Longtime radio host remembers great talks with writers

In his decades on public radio, longtime KQED “Forum” host Michael Krasny has interviewed thousands of people, from world leaders to everyday folks working in the trenches.

But the legendary Bay Area broadcaster, who announced Monday that he’ll retire on Feb. 15, 2021 – exactly 28 years after the first “Forum” in 1993 — doesn’t immediately respond when asked to elaborate on the popular news and call-in show’s most notable personalities and conversations.

“It’s often hard to pinpoint. I get asked at dinner parties, ‘Who was the most challenging? The best? The most exciting?’ he says, adding, “I don’t want to be evasive, but sometimes I avoid that question, because I don’t want anyone’s feelings to be hurt.”

But he does come up with some folks who surprised him. Politician and commentator Pat Buchanan, whom he was “ready to despise,” Krasny says, came off as genteel, witty and even charming; as was “erudite” conservative George Will.

Sean Penn, who he thought would be a bad boy, was “very sweet,” Krasny says, as was feminist scholar Camille Paglia, who didn’t have the sharp teeth he had heard about.

Among the more amusing interviews was fighter Mike Tyson, who apparently thought Krasny was a shock jock. “He came in and started calling me ‘The Kras.’ He said, ‘How’s the Kras?’ It was a funny moment,” says Krasny, who also enjoyed a fun, loose, interesting talk with director Spike Lee.

Actress Debra Winger turned out to be one of his boyhood friend’s first cousins, he recalls, and a segment with Judy Collins marked a one-time occurrence: “Thankfully and mercifully, the only time I burst into song on the air was when she was singing ‘Gypsy Rover’ and I couldn’t restrain myself. I went through just a bar or two with her,” Krasny says.

Other memorable big-name interviews were with Archbishop Desmond Tutu, and U.S. presidents Barack Obama and Jimmy Carter. Both were “gracious,” although Krasny admits that he and Carter had a disagreement, about which he declined to provide details.

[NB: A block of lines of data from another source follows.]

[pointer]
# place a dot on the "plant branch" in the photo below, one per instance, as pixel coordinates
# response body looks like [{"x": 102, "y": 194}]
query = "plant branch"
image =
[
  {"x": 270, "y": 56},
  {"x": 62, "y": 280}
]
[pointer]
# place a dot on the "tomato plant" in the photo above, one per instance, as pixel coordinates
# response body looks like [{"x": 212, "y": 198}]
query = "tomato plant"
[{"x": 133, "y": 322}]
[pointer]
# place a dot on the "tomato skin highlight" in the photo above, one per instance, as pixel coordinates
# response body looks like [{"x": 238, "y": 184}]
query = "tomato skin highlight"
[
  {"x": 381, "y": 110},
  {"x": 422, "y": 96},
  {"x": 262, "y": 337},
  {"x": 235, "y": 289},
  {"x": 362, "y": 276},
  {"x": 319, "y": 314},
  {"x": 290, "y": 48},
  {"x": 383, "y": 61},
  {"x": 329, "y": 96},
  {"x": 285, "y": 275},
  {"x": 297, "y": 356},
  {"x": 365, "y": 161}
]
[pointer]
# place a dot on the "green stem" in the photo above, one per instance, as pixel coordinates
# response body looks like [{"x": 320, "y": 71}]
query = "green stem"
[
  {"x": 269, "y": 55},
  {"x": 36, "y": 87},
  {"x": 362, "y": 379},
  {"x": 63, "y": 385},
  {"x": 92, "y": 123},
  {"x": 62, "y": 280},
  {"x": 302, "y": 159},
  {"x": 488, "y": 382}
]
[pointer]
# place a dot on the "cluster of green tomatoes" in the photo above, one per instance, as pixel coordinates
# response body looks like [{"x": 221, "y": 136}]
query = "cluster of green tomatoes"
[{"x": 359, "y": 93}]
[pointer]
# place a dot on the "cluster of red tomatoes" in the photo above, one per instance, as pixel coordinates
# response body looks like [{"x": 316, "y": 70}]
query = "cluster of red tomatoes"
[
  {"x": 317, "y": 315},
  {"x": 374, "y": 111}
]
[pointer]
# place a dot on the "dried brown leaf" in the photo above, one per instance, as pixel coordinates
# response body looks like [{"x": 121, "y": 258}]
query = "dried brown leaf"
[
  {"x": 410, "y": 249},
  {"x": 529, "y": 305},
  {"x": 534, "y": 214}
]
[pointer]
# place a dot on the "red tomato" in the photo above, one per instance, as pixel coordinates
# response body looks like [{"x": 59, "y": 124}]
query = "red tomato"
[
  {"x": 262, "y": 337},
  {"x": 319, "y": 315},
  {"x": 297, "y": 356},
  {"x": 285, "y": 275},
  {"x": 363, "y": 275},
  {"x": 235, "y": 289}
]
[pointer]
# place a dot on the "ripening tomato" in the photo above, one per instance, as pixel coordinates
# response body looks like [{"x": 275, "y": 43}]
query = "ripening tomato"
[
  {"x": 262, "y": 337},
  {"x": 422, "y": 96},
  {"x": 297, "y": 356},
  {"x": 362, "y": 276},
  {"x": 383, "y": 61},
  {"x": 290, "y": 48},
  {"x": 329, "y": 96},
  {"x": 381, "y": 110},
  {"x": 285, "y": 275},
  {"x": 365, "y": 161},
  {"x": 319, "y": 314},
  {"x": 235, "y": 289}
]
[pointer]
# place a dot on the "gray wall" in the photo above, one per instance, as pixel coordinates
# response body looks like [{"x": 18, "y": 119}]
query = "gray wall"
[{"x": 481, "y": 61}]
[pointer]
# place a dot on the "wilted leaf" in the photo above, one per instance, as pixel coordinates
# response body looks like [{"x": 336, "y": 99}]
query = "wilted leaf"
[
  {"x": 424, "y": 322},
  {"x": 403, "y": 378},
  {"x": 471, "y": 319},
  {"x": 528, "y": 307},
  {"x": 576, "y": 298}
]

But Krasny, an English professor at San Francisco State University who has been teaching longer than he’s been broadcasting, is most animated discussing writers he had “the great good fortune” to interview, including some he admired “enormously.” Tom Stoppard, Gloria Steinem, Don DeLillo, Philip Roth, Saul Bellow, Salman Rushdie and Toni Morrison are on the list, as are local novelists Amy Tan and Isabel Allende, who became dear friends.

Krasny, 76, says he’s retiring because he wants to spend time with family, particularly his 6-month-old granddaughter, who lives in New York.

“Facetime and Zoom only go to a certain extent,” he says, pointing to Jewish grandparents’ need to hug and squeeze their little ones. “I want to see her develop and share the excitement and joy of that,” says Krasny, who won’t be leaving public life altogether.

The author of “Off Mike: A Memoir of Talk Radio and Literary Life,” “Spiritual Envy: An Agnostic’s Quest,” “Sound Ideas” and “Let There Be Laughter: A Treasury of Great Jewish Humor and What It All Means” says he may have a few more books to write.

And in his final weeks on KQED staff he’ll be co-hosting with Kelly Corrigan the 32nd annual National Kidney Foundation Authors Luncheon fundraiser, a virtual event with John Grisham, Brit Bennett, Marcia Goldman, Erik Larson, Jason Rosenthal and Gail Tsukiyama on Dec. 5.

Though Krasny hesitates about sharing what his legacy might be, calling the word legacy “pompous,” he’s pleased he’s been able to share insights with thoughtful radio listeners of varied backgrounds, although that admittedly changed a bit during Donald Trump’s administration, when public radio became seen as an enemy of sorts.

Pleased with Joe Biden’s victory (“he’s a decent guy with empathy and a good heart”) and impressed with Kamala Harris, whom he’s known since she was San Francisco’s district attorney (“I like her personally; I used to throw her some tough questions”), Krasny says he hopes he’s remembered as an educator: “I’d like to think that what I’ve been about is bringing light, and also helping people to be a more informed citizenry.”